The results of a study published Wednesday, prepared by the European Score group in partnership with the Lisbon-based Observatory and using data from 104 cities in 21 countries, show that the six substances analyzed were present “almost everywhere” in 2022.

These findings paint “a picture of a drug problem that is as widespread as it is complex,” according to EMCDDA director Alexis Goosdeel, who felt that wastewater samples can be an “early warning of emerging health threats.”

Cocaine continues to increase

Traces of cocaine detected in wastewater show increases since 2016, albeit with “some fluctuation” during coronavirus confinement.

They remained highest in western and southern European cities, especially in Belgium, the Netherlands, Spain and Portugal, but traces were also found in most eastern European cities, where there were increases.

More than half (38) of the 66 cities with data in 2021 and 2022 recorded increases in cocaine residues, while 18 reported no change and 10 a decrease.

In addition, another recent project detected crack residues in the 13 European cities included in that study, with the highest concentrations of cocaine in Amsterdam and Antwerp, the EMCDDA explained.

Methamphetamines are spreading

More methamphetamine residues were also detected, which were traditionally concentrated in the Czech Republic and Slovakia but are now also present in Belgium, eastern Germany, Spain, Cyprus, Turkey and northern Europe (such as Denmark, Latvia, Lithuania, Finland and Norway).

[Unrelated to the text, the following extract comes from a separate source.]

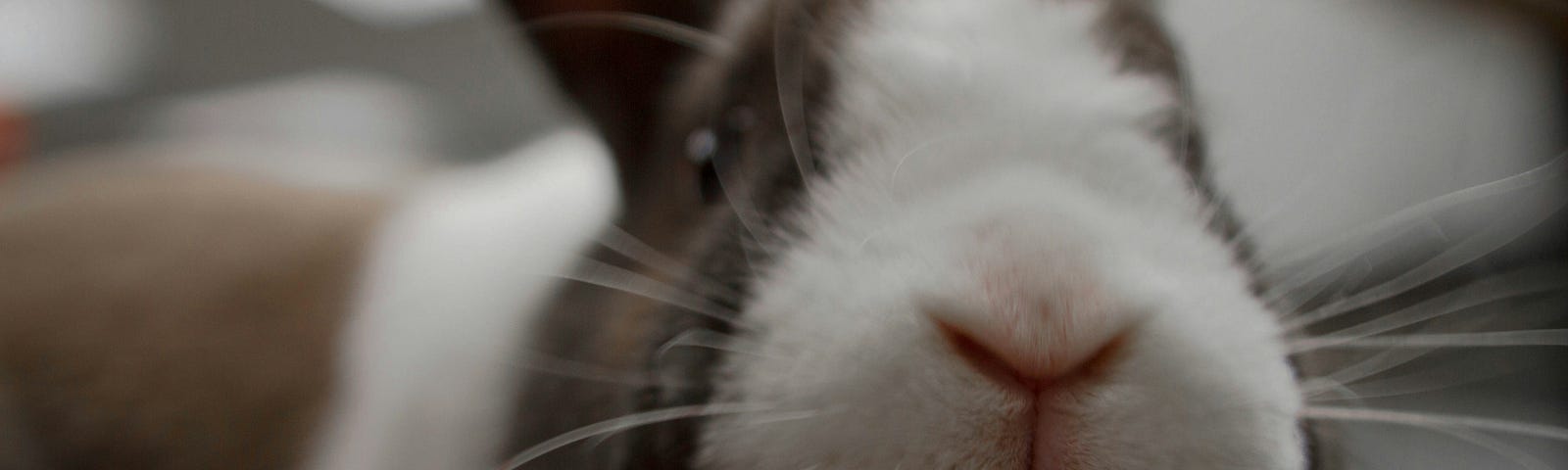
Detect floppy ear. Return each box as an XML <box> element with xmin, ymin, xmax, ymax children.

Of the 60 cities with data in 2021 and 2022, almost two-thirds (39) reported an increase in waste, 15 a decrease and six a stable situation.

As for the other four substances included in the study – amphetamine, cannabis, MDMA and ketamine – the picture is “heterogeneous.”

The highest amphetamine loads were reported in cities in northern and eastern European countries (Belgium, Germany, the Netherlands, Finland and Sweden) and were much lower in the south, with increases or decreases depending on the city.

For MDMA, the highest residues were detected in cities in Belgium, the Czech Republic, the Netherlands, Spain and Portugal.

Overall there were increases in most cities in southern and central Europe and a decrease in the north.

The highest concentrations of cannabis were recorded in western and southern cities, particularly in the Czech Republic, Spain, the Netherlands and Portugal, with “divergent trends” of increases or decreases.

Finally, in 2022, the presence of ketamine was studied for the first time, with the highest loads found in cities in Denmark, Italy, Spain and Portugal.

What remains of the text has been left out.